Tendo por matriz as primitivas estradas romanas (Cardiga, Atalaia, Tancos) surgiram outras vias laterais e assim se foram ramificando construindo uma autêntica rede de vias de comunicação. A nível local, ainda hoje em dia, identifico vários caminhos na Barquinha, como “o caminho da missa” que ligava o Pedregoso à Barquinha ou o “caminho de Iria Teresa” que contornava a montanha e seguia até à estrada romana que ligava Tomar a Tancos.

As estradas ou os caminhos de terra eram, normalmente, interrompidos pela orografia. No caso de Vila Nova da Barquinha essa segmentação verificava-se na ribeira da Atalaia (ou da Cardiga), na ribeira de Tancos, e pelos rios Tejo (a sul) e Zêzere (a nascente). Daí a necessidade de se estabelecerem as ligações, através de pontes ou pontões, para facilitar o atravessamento devido aos inconstantes caudais ou massas de água, essencialmente nos períodos de inverno ou de maior pluviosidade.

Foto: DR

II – pontes e estradas da idade moderna e contemporânea

1527 – Do lado poente, desde os primórdios da nacionalidade, houve a necessidade de construir uma ponte que desse acesso aos viajantes oriundos da capital e que se deslocam para Tomar ou Coimbra. A toponímia veio a designar o lugar como da Ponte da Pedra.  Este tinha uma importância estratégica fundamental uma vez que era ali que confinavam os concelhos de Santarém e da Atalaia.
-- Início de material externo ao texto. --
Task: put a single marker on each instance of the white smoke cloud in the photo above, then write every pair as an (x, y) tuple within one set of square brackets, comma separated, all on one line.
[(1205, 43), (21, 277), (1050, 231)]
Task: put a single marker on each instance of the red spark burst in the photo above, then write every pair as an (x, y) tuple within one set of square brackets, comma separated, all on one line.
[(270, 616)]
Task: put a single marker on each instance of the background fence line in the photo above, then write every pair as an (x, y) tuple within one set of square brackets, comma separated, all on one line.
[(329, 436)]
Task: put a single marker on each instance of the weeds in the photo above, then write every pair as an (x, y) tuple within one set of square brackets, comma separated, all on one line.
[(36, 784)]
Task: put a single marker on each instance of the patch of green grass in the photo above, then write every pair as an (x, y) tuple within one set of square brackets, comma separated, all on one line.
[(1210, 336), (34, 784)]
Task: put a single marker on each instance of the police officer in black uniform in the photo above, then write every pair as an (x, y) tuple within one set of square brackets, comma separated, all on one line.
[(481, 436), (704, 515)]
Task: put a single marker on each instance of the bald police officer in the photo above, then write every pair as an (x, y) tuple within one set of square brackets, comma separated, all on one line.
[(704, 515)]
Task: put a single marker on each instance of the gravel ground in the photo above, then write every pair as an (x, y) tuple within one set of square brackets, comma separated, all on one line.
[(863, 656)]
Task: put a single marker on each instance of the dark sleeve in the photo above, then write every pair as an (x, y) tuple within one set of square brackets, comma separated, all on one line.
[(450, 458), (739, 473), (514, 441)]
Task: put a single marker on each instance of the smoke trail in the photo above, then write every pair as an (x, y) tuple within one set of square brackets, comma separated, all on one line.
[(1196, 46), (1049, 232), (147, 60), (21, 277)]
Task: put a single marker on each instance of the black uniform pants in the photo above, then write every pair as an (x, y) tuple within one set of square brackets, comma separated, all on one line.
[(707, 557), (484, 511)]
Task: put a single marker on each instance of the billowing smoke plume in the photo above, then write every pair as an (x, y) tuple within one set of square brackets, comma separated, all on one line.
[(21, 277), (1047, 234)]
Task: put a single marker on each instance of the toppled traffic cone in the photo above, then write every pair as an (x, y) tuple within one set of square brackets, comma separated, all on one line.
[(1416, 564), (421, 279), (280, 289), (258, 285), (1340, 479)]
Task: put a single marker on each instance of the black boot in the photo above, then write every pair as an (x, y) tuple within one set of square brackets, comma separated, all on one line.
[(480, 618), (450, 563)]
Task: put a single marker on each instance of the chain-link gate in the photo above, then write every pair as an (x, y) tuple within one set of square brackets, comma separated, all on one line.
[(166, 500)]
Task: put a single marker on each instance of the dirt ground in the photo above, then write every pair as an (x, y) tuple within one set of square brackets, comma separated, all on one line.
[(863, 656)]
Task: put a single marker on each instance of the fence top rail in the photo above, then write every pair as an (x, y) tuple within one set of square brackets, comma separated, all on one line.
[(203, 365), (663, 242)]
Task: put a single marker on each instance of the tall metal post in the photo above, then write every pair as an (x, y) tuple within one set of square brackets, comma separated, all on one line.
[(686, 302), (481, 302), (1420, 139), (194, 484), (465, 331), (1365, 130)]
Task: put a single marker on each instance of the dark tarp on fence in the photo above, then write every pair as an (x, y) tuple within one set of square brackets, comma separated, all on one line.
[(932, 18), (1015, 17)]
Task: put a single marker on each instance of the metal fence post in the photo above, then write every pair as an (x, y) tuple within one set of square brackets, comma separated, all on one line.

O numeramento de 1527, primeiro recenseamento que se fez em Portugal, no reinado de D. João III, regista: “Esta vila de Santarém tem de termo, a saber: ( … ) Pera a parte de Tomar tem 5 léguas de termo, que é de Santarém até à ponte d’Atalaya, isto é para a parte do norte”. (1).

1532 – Frére Claude de Bronseval, escrivão de Dom Edme de Saulieu, abade de Claraval, visitador das comunidades monásticas cistercienses, em meados do séc. XVI (1532-1533), conta-nos: “… chegamos finalmente a uma grande vila chamada Atalaia. Tomamos uma refeição leve e saímos para pastar os cavalos que entraram num vale largo e longo, caminhámos para dois lugares por estrada plana …” (2).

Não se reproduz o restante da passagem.